Didn't you have another thread about this same thing?
This is the answer:
Any rental that cash flows even a tiny bit should (in my experience) *improve* your DTI no matter what the mortgage balance is.
If and only if the debt of the property itself, by itself (and only counting the 75% the bank does) is under their guidelines. Then it will "drag" your DTI towards that number (like adding an extra number in an average, it weights it towards that number).
When I add rental house #1, the bank only count 75% of the income because of vacancy and repairs.
So even if the bank only counts 75% of the rental income (due to vacancies, repairs, taxes and insurance, etc.), your DTI should hopefully get better, or at least stabilize low, below their threshold. because your debt added (the numerator in DTI) is smaller than the income added (in the denominator).
If this is not the case, the mortgage is probably too close to the debt (for example if the mortgage is half that 75% income, it'll "weight" your DTI towards 50%). The smaller proportion the debt is, the more it helps your DTI.
The bank doesn't care about your equity across other properties, because they don't want to have to sue you personally for debt on this property. They want to see: 1) Equity on this property (i.e. a down payment) and 2) Income to show you can service the new mortgage. Equity in another property can't do that.

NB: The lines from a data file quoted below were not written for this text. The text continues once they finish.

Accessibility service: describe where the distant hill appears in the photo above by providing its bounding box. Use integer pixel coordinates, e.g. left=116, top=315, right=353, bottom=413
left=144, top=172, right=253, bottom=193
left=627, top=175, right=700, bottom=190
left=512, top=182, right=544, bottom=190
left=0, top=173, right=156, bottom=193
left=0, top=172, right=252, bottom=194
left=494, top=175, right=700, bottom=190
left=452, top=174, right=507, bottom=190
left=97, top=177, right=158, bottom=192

The rent itself though will help service it, and that's what should improve your DTI.
Rental #1
Rent = $2000/month
Mortgage, Taxes & Insurance = $953
Owe= $115,000
Worth = $320,000
Rental #2
Rent = $1700/month
Mortgage, Taxes & Insurance = $670
Owe= $76,000
Worth = $225,000
Debt to Income for myself only
My monthly income is $5416. Our apartment is 1,100/month and I have $240/month in student loans. Without any rental real estate my debt to income ratio is $1340/$5416 = 24.74%
When I add rental house #1, the bank only count 75% of the income because of vacancy and repairs. My new debt to income ratio is $2293/$6916 = 33.15%
When I add rental house #2, my new debt to income ratio is $2963/$8191 = 36.17%
So let's look at this math.
Rental 1, on its own (and only taking 75% of the income), is a DTI of 953/1750 = 54.4%.
Rental 2, same assumptions, is a DTI of 670/1275 = 52.5%
So adding those rentals in of course ups your DTI. If you added in a bunch like that, your DTI would trend towards that 53%ish number. (Think of an average of, say 10 and 20. It's 15. Now imagine I add in 18, 18, 18, 18, 18... that average will trend towards 18.)
If you're now adding in a similar 3rd property, again it will up that average.
If, on the other hand, the DTIs of an individual property were around 20%, they'd be bringing down your personal DTI.
Does that make sense now why your DTI is going up with each property you buy?
To propose a potential solution: If you have so much equity, you may want to consider refinancing one to pay off another. That could help improve your DTI, given you likely have trapped equity in both.